Formegisante, Philippe Thireau (par Didier Ayres)
Formegisante, Philippe Thireau, PhB éditions, 2020, 68 pages, 10 €
Coupure
Pourquoi utiliser le mot coupure pour titrer ces quelques propos que je veux consacrer au dernier livre de Philippe Thireau ? Parce que telle m’est toujours apparue la poésie brève japonaise, découpant des fragments fragiles de la réalité pour les agrandir et les faire changer d’échelle. En coupant le rythme de l’écriture par cette contrainte stylistique de la brièveté, de la promptitude à saisir ces événements éphémères, on arrive à densifier sa lecture, et à détacher, à couper, à prélever le réel ainsi gagné par la tension poétique qui en résulte. J’ai toujours à l’esprit ce que mon professeur de Paris III disait, en outre, au sujet des deux façons de créer, que la manière orientale consiste, après une longue méditation, à saisir la chose contemplée avec un différé, et que l’occidentale saisit la figure, la forme en la fabricant, dans un trajet vers l’invention. Ici, avec ces formes gisantes, je pense que l’on se trouve devant un mélange.

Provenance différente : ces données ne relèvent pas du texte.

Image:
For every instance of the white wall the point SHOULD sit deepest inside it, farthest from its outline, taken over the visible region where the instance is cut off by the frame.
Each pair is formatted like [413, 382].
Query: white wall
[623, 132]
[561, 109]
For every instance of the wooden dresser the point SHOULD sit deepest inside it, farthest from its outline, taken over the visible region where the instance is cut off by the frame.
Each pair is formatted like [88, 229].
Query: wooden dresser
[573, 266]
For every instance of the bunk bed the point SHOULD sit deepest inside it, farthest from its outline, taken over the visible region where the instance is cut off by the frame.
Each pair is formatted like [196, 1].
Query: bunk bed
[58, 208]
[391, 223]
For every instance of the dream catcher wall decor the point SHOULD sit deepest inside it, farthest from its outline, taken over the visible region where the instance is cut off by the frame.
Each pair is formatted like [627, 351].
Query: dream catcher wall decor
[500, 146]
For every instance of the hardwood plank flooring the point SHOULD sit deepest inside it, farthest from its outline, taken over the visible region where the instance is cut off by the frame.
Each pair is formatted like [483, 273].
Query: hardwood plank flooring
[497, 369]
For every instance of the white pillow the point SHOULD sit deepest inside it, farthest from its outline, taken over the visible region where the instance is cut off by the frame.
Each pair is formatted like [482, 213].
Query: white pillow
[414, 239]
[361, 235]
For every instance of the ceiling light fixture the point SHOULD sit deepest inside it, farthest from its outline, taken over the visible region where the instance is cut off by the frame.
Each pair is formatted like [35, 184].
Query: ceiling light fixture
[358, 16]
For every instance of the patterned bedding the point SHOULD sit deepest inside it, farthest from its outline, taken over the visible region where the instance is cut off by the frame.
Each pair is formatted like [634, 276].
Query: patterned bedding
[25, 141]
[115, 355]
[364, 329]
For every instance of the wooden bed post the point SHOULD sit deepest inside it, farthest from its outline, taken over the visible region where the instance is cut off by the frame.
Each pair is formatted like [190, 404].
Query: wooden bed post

À mes yeux, cette poésie relève du métissage, poèmes métis, variations sur le haïku, dépassant aussi l’exercice de style, jusqu’à faire flotter la chair, le désir, les eaux de voyages maritimes, l’amour physique… du reste, la présentation matérielle sur la page suit une logique que je n’ai pas saisie. Mais, j’aime les secrets qui dessinent une présence. Car ainsi, ma présence au livre, donc à moi-même, devient flottante, découpée, en déséquilibre, tendue vers l’ailleurs inconscient du poète. On sait encore qu’il faut lire deux fois le haïku, pour reprendre l’invagination de l’attention de celui qui écoute, sens profond qu’il faut remettre à jour, sortir de l’enfoncement de la pensée.
mourir et mourir
ici, là, vers Carthago –
long cheminement
montagne des dieux
envers de sexe glacé –
comment va la vie ?
l’art des fleurs ami –
parfum subtil des narcisses
femme sans dessous
Cette méthode, en soi ambiguë, où Orient et Occident s’épauleraient, pointe une sorte de schize, où le court texte vient à gésir, se contenir seul dans la structure devenue gisante ; forme/gisante qui pousse à une espèce d’endormissement de la figure dans le discours, figure qui chercherait un cénotaphe, une closerie, un endroit où figurer et qui autoriserait le discours, mais toujours depuis les flèches énigmatiques de ces trois vers que j’associe à une métaphore de l’engourdissement de la parole, à une activité de discours, mais toujours en quelque sorte « mouillée » par l’encre de l’écriture, fraîche, labile, délicate, presque folle.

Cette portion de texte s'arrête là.